Kein Platz blieb an diesem Montagabend im Ketscher Kino leer, denn das Interesse an dem Film, der bei der jüngsten Oscarverleihung als bester internationaler Film und für den besten Ton prämiert wurde, und der Gesprächsrunde mit den geladenen Experten war groß.
Publikum in Ketsch schlüpft in die Beobachterrolle
Als „verstörend“ wurde indes die Wirkung des Filmes von den Zuschauern beschrieben, als Moderatorin Doris Steinbeißer nach dem Abspann fragte, was der Film beim Publikum ausgelöst habe. Inhaltlich bietet der Film dem Zuschauer die Möglichkeit, eine völlig neue Perspektive einzunehmen – weg von der Opfer-, oder Täterwahrnehmung des perfiden NS Regimes – und stattdessen in eine Beobachterrolle zu schlüpfen.

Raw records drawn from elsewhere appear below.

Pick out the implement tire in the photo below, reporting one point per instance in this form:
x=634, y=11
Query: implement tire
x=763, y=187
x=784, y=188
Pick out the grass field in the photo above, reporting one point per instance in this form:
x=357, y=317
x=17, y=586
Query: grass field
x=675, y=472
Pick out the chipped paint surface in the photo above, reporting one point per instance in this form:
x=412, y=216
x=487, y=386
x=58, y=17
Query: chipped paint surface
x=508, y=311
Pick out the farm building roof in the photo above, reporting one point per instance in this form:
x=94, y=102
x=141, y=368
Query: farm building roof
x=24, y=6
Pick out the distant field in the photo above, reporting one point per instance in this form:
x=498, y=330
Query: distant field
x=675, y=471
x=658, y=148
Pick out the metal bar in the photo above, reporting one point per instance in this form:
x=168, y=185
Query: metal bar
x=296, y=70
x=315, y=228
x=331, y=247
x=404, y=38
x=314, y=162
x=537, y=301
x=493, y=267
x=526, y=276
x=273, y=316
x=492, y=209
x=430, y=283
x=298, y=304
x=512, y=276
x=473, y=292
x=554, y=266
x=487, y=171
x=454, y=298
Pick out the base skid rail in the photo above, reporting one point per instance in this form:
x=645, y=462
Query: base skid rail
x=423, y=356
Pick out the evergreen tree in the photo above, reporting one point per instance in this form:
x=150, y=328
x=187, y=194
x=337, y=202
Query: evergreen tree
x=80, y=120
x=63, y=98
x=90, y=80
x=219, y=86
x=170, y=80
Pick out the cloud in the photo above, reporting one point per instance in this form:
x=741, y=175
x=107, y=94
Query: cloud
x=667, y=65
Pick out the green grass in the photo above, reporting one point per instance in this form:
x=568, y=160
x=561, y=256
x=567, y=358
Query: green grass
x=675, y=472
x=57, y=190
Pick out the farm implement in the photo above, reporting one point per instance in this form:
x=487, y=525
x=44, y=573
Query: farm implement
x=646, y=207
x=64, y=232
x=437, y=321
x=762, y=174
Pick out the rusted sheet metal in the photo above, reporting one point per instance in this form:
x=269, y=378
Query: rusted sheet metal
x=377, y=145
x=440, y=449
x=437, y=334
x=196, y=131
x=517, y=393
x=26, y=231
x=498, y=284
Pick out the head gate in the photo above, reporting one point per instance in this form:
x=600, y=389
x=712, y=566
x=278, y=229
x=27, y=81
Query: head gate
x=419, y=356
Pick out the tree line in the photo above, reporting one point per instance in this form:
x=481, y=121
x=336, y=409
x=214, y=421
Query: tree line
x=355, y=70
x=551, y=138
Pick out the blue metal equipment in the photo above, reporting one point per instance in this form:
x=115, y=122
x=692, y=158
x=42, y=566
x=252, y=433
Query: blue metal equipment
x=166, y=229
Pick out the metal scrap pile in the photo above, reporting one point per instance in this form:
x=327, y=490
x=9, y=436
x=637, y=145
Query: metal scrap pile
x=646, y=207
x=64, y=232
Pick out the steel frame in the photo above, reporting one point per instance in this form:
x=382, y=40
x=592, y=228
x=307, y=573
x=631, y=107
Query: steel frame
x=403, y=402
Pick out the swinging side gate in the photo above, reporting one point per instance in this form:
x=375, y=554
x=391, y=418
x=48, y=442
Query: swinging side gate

Im Mittelpunkt der Handlung steht dabei die Familie von Rudolf Höß, der damalige Kommandant des Konzentrationslagers Auschwitz. Er hat sich direkt an der Lagermauer auf einem angrenzenden Grundstück mit seiner Frau Hedwig und deren fünf Kinder scheinbar deren Traum von einem idyllischen Familienleben mit Garten, Sonntagspicknick und Planschbecken für die Kinder verwirklicht, während hinter den Mauern das Grauen im Konzentrationslager seinen Lauf nimmt.
Im Film sind lediglich Geräusche von der anderen Mauerseite zu vernehmen, was im Lager vor sich geht, wird nicht gezeigt.

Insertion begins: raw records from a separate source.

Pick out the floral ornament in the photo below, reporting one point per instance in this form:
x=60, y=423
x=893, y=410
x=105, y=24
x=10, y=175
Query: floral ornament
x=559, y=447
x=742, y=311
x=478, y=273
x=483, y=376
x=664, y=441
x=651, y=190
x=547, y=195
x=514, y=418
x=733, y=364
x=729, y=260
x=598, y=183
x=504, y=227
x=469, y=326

„Es geht darum zu zeigen, wie die Menschen lebten, die am Regime beteiligt waren, was ein absolut perfides Leben war. Wie konnte ein Mensch direkt neben Auschwitz leben?“, fragt Doris Steinbeißer in die Runde.
Auch, dass der Film in Farbe und mit bester Ton und Bildqualität gedreht wurde, unterscheide sich von anderen Spielfilmen über die NS-Zeit, was für den Zuschauer eine ungewohnte Erfahrung sei.
Familiengeschichte in Ketsch erzählt
Doch wie nah kommt dieser Film an die Realität? Dies können Karen Strobel und Gerald Sander für die Kinobesucher etwas besser einordnen. „Bei diesem Film handelt es sich nicht um eine Dokumentation, sondern um einen Spielfilm. Allerdings kann ich sagen, durch die Erzählungen meiner Oma Sophie Stippel, die als Gefangene in Auschwitz inhaftiert war und bei Rudolf Höß in dessen Villa tagsüber als Köchin und Kindermädchen arbeiten musste und abends wieder ins Lager gebracht wurde, kommt der Film schon sehr nahe an die Realität, gerade was die Ausstattung der Villa und des Gartens mit Gewächshaus betrifft“, berichtet Gerald Sander, der in Weinheim lebt.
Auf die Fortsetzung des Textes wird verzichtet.